41 Questions ever Business Leader should ask>

41 questions every business leader should ask

imageChange is the only constant in the world, there’s no doubt about it. Today more than ever, businesses must face – and effectively manage – rising change and complexity. Uncertainty is everywhere we look. From marketplace shifts to surprise disruptions, managing this new reality is not an easy task.
 
If you think about our organizations today, they are all part of a dynamic business network of relationships with customers, partners and suppliers that shape the way we do business. Consumer expectations are escalating and competitors and partners of any size can arise from anywhere around the globe. This business environment presents both challenges and opportunities to leaders. But we’ve all seen many recent examples of companies that have failed to change with the business environment. Companies like Borders and Blockbuster that failed to manage change and innovate.
 
Bottom line is that the time is up for sitting on the sidelines. Is your business agile enough? You must constantly innovate and transform your business in order to survive and be successful.
 
As you consider the processes that make your business run, here are 41 key questions you should ask yourself:

  1. Does your organization change effectively when it needs to?
  2. How does your organization manage change and complexity?
  3. Are your major business processes stuck in silos?
  4. How are your business processes affecting your business?
  5. Do you business processes fuel innovation?
  6. Are your business processes interconnected and adaptable enough?
  7. Can you make the right decisions quickly or even automate them?
  8. Does your infrastructure perform optimally amidst change and uncertainty?
  9. Can you embrace new application and service delivery models like cloud and mobile?
  10. Does your business quickly and easily make people and process connections?
  11. Do you govern new application development projects to ensure they properly align to company goals?
  12. Are your process improvement goals linked to appropriate success measures?
  13. Do your systems take so long to change that they slow business response?
  14. Does IT budget and resource constraints restrict your ability to deliver?
  15. Are you writing Java code to supplement tools that already exist?
  16. How much is that costing you in productivity and development costs?
  17. Do you ensure your data is consistent and does not get lost in the event of failures?
  18. How much time is spent restoring data integrity?
  19. Do your Cloud applications provide you the enterprise information your business demands?
  20. Would integrating these Cloud applications with your on-premises systems enable your business to be more agile?
  21. How current is the information your customers see when they sign on to your website?
  22. How current is the information your CSRs use to service those customers?
  23. How quickly are you able to provide new offers to your customers based on the way they interact with your business?
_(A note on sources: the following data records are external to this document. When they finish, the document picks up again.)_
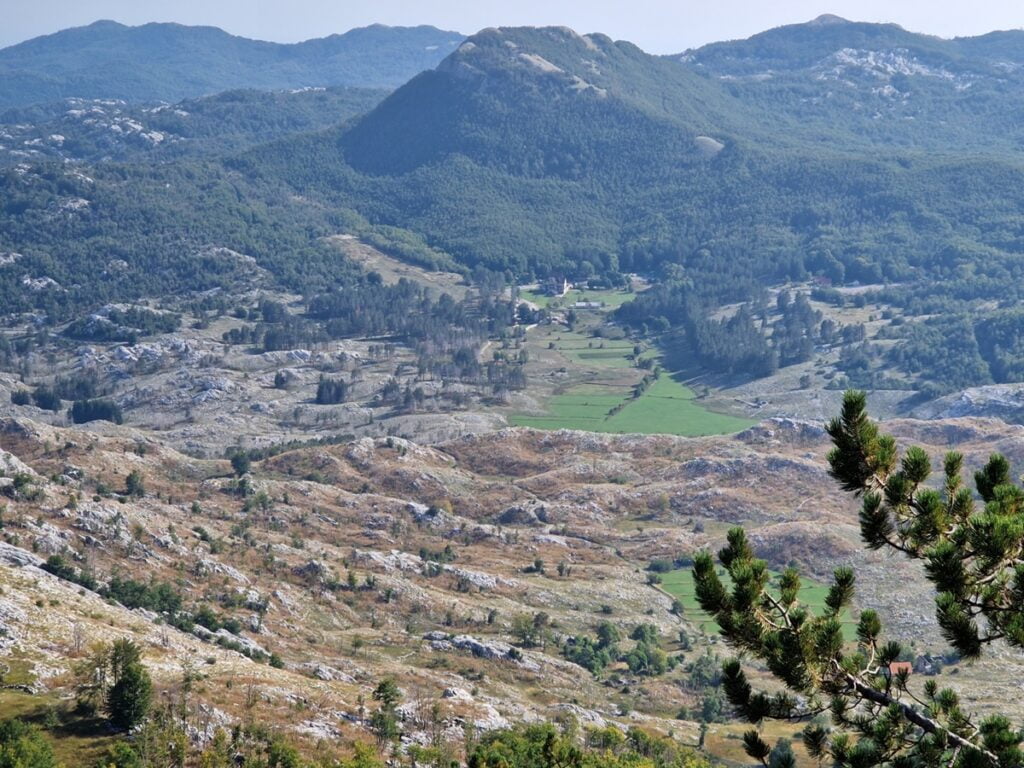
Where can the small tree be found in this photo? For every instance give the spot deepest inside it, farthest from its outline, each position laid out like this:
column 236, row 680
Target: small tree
column 241, row 463
column 134, row 485
column 384, row 722
column 128, row 699
column 973, row 558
Within seconds? Hours? Days?
  24. A key component of your infrastructure is down RIGHT NOW. Your organization cannot fulfill critical business functions. Do you know what it is? Do you know how to fix it? How quickly can you restore service?
  25. How do I utilize my IT operational information to optimize my business services?
  26. Do your IT Development team and IT Operations team share the same end-goals? (They should!)
  27. Does your organization use an enterprise architecture (or IT roadmap) to ensure business goals are supported by IT?
  28. Is your application performance tuning often an exercise in educated guesswork?
  29. Are changes introduced to the production and test environment often poorly governed?
  30. How do I support better decision making throughout my IT & operations organizations?
  31. Are you looking to decrease your IT and/or Operational costs or improve time to market?
  32. What steps do you take to avoid being late to market and on budget?
  33. Do your development and operations teams use different tools and teams speak different languages?
  34. Is it difficult to manage effectively across development and operations organizations?
  35. Are your security measures for networks, servers, databases, and applications governed as part of an integrated process?
  36. How long does it take you to build and deploy an entire release of your system? How many people are involved? How often do you need to redo it?
  37. Are your mainframe and distributed development teams currently creating and delivering cross-platform applications?
  38. Have there been any problems in these efforts with testing, deployment, etc.?
  39. What percent of your budget is used for maintenance efforts as opposed to new project development?
  40. Are maintenance efforts affecting your ability to deliver projects on time?
  41. Are there project delays due to waiting for mainframe resources like operations staff or mainframe cycle?